O argumento acima, por óbvio, não merece prosperar em um Estado Democrático de Direito. É
certo que debates sobre gênero são fundamentais no ambiente escolar, lugar fértil para
aprender que a vida é plural e que há muitas maneiras de viver nas quais as pessoas podem se
desenvolver e prosperar. A educação é fundamental para a transformação social e para a
compreensão das crianças transexuais sobre o que acontece com elas. A escola não pode se
omitir ao debate e, muito menos, ser proibida de realizá-lo.
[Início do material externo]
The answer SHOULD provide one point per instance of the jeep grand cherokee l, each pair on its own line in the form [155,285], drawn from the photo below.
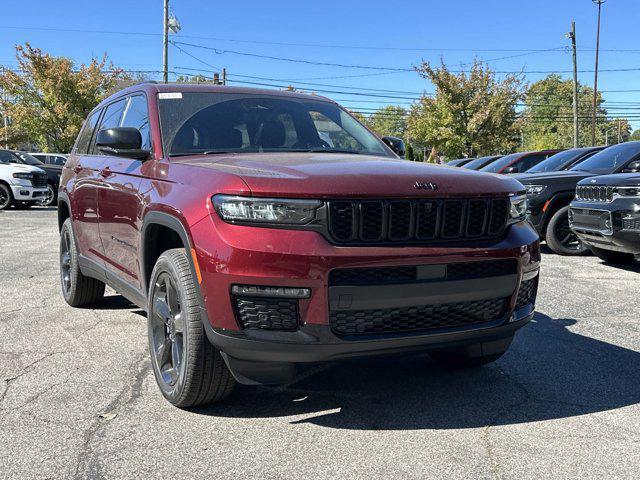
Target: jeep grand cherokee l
[606,216]
[262,230]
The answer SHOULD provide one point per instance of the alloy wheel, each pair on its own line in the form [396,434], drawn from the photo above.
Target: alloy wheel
[65,261]
[167,330]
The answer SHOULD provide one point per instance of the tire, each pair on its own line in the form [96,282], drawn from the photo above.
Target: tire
[189,370]
[77,290]
[6,197]
[613,257]
[52,197]
[559,236]
[472,356]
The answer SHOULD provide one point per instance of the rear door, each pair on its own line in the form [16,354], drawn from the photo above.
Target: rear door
[120,202]
[83,192]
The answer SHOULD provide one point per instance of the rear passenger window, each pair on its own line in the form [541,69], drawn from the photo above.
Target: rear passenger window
[136,115]
[84,139]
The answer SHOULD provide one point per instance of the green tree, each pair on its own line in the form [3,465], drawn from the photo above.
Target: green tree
[50,97]
[471,113]
[547,119]
[390,120]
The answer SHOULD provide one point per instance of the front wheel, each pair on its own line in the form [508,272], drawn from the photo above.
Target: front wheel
[6,197]
[189,371]
[613,257]
[559,236]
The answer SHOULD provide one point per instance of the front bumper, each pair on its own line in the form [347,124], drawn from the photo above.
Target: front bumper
[24,193]
[230,255]
[608,225]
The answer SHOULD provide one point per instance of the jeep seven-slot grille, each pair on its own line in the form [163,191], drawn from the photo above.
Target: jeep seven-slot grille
[416,319]
[594,193]
[411,274]
[416,221]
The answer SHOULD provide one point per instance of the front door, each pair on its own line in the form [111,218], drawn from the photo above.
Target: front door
[120,203]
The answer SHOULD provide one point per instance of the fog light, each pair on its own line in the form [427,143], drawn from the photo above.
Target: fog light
[277,292]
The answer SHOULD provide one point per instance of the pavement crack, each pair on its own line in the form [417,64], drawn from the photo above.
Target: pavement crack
[87,463]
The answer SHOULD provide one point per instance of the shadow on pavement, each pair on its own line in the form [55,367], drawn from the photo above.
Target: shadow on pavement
[549,372]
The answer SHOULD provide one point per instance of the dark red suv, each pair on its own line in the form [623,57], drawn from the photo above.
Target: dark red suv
[262,230]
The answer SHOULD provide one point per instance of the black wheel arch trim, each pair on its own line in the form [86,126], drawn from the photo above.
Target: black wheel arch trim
[156,217]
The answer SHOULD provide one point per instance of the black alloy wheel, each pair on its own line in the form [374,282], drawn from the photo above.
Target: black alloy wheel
[167,330]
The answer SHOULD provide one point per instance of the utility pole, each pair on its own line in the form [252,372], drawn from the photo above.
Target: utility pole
[572,36]
[165,43]
[595,80]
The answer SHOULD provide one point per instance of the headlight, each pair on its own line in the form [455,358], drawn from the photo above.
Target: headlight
[24,176]
[628,191]
[265,210]
[535,189]
[518,210]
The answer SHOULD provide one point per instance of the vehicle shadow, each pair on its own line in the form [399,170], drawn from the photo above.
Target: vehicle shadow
[549,373]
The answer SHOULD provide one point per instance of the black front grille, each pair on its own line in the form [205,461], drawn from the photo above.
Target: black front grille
[416,319]
[527,293]
[594,193]
[39,180]
[412,274]
[267,313]
[416,221]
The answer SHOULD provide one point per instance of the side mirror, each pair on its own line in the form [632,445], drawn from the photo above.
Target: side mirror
[121,142]
[396,144]
[633,167]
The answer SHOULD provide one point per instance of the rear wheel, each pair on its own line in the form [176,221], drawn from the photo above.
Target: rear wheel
[188,369]
[6,197]
[559,236]
[615,258]
[472,356]
[77,290]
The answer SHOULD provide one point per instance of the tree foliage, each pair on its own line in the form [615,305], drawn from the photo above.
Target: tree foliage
[547,119]
[388,121]
[49,99]
[471,113]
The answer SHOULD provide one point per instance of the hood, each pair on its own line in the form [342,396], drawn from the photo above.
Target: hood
[330,175]
[19,167]
[619,179]
[547,178]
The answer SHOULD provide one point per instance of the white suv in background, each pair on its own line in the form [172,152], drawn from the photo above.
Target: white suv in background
[20,185]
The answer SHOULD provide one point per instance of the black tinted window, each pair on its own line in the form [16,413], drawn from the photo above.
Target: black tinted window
[82,144]
[136,115]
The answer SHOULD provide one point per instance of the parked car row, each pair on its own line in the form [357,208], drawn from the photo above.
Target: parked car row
[604,214]
[27,179]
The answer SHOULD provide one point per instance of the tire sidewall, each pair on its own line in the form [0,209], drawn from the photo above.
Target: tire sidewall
[173,393]
[9,194]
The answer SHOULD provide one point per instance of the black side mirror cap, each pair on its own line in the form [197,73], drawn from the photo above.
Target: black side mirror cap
[396,144]
[121,142]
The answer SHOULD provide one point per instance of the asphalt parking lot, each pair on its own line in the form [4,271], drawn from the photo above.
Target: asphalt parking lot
[78,398]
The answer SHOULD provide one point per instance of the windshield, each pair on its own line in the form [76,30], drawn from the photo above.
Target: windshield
[28,159]
[557,161]
[610,159]
[499,164]
[478,162]
[203,122]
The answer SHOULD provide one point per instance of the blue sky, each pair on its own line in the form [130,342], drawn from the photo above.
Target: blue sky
[385,32]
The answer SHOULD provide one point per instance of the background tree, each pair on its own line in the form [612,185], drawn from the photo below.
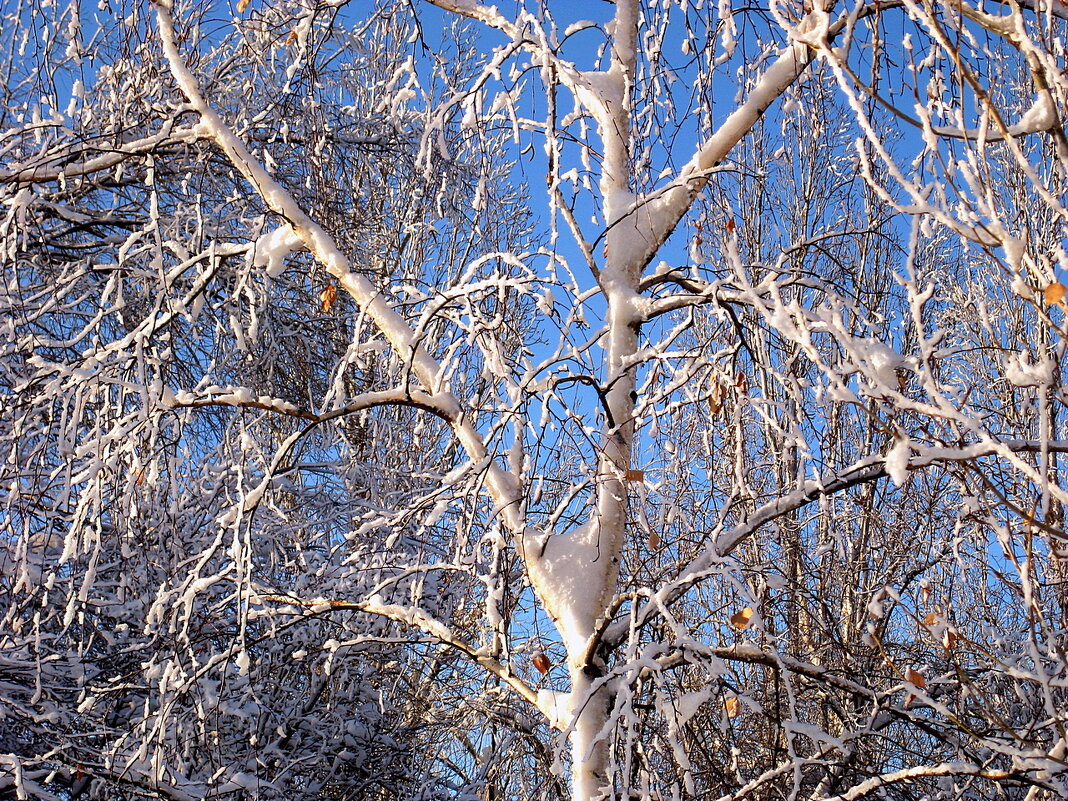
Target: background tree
[144,294]
[745,481]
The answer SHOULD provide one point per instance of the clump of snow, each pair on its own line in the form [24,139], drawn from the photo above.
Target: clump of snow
[271,249]
[1019,371]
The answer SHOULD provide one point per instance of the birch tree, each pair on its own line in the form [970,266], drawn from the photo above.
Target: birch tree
[745,477]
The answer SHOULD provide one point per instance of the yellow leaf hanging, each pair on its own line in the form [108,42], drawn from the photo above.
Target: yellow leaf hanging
[1055,293]
[328,296]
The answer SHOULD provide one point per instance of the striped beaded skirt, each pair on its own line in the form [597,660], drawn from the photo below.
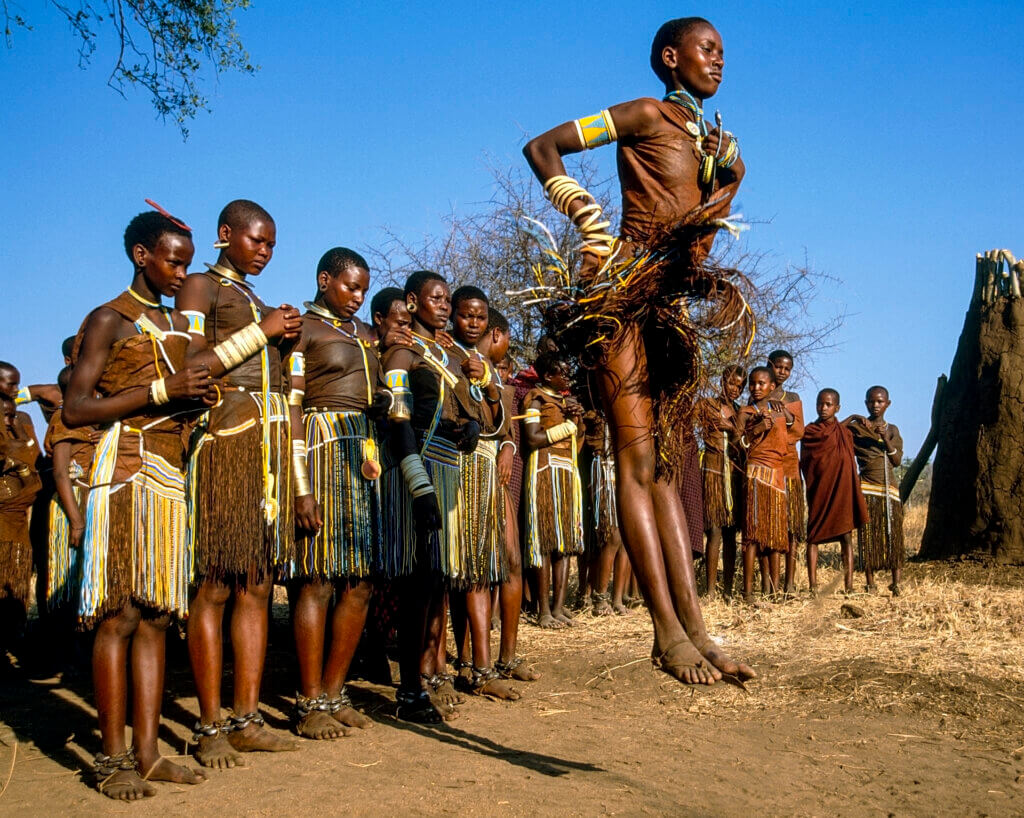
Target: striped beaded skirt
[880,540]
[483,517]
[65,572]
[135,547]
[554,506]
[240,488]
[348,544]
[439,552]
[765,523]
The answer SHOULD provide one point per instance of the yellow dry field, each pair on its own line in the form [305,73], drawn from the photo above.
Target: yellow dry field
[914,707]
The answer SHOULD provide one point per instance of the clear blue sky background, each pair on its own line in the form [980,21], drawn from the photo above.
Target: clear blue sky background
[883,140]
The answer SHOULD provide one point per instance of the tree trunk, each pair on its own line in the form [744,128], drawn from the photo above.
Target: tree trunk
[977,500]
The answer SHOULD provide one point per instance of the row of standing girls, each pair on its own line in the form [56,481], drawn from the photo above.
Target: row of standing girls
[204,451]
[758,484]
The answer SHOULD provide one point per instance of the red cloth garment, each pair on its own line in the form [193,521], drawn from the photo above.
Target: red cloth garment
[835,504]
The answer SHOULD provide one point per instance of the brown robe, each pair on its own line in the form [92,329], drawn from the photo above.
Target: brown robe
[835,505]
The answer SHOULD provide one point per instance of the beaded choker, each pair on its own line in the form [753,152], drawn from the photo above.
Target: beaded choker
[227,272]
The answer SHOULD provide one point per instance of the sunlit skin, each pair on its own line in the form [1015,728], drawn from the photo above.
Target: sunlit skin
[553,573]
[827,406]
[160,271]
[469,325]
[652,519]
[311,598]
[723,541]
[250,248]
[877,402]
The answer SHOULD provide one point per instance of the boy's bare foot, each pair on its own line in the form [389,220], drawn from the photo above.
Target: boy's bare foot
[344,713]
[117,777]
[549,622]
[249,734]
[487,682]
[165,770]
[602,606]
[718,658]
[683,661]
[214,749]
[517,670]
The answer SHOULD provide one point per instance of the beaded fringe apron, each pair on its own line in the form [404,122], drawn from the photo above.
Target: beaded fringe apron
[554,507]
[135,547]
[65,574]
[240,490]
[440,552]
[765,524]
[483,519]
[880,540]
[348,545]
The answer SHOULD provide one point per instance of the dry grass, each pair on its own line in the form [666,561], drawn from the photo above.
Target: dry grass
[951,644]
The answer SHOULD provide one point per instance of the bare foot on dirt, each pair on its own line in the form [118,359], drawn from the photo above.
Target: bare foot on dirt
[125,785]
[683,661]
[350,717]
[517,670]
[257,738]
[735,670]
[161,769]
[217,752]
[320,726]
[549,622]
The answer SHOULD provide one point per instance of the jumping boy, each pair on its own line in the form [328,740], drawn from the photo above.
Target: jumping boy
[674,169]
[835,505]
[880,448]
[780,362]
[762,427]
[242,523]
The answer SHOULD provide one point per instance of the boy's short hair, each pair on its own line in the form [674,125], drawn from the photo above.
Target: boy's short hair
[381,303]
[778,353]
[242,213]
[146,228]
[496,320]
[468,293]
[671,33]
[766,370]
[339,259]
[415,282]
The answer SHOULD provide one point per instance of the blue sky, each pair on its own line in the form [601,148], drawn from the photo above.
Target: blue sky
[882,140]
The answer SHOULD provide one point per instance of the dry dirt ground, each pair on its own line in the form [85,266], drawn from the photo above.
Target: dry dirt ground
[916,707]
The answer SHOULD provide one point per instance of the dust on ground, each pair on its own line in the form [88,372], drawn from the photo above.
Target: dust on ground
[915,707]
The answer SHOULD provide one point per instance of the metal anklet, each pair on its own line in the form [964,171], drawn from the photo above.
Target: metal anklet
[210,730]
[242,722]
[306,704]
[105,766]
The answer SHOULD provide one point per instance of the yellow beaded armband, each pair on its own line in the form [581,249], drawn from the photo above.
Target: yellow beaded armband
[197,321]
[300,469]
[241,346]
[596,131]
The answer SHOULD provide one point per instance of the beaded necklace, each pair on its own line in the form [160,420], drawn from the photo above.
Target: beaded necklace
[335,323]
[440,364]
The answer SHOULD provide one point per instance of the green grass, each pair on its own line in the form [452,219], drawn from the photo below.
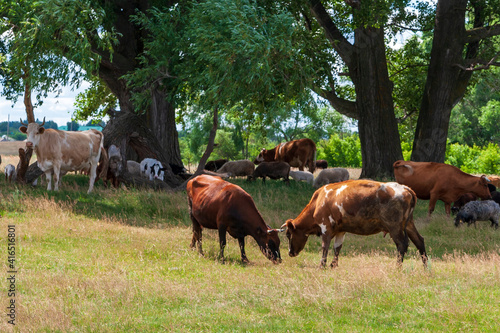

Convidado pelo Portal G1 a falar sobre o tema, Alexandre Saddeh, médico psiquiatra, afirma
que há muitas crianças que se enxergam como pertencentes ao sexo oposto, geralmente a partir
dos seis anos. Em razão dessa identificação, vestem-se com roupas do sexo oposto, escolhem
o nome que desejam ser chamadas e, nas escolas, manifestam interesse pelas brincadeiras
culturalmente atribuídas ao outro gênero. A recomendação dada pelo profissional é a de que a
escola não reprima essas crianças e chame os pais para uma conversa, aproveitando a
oportunidade para educar com as diferenças22.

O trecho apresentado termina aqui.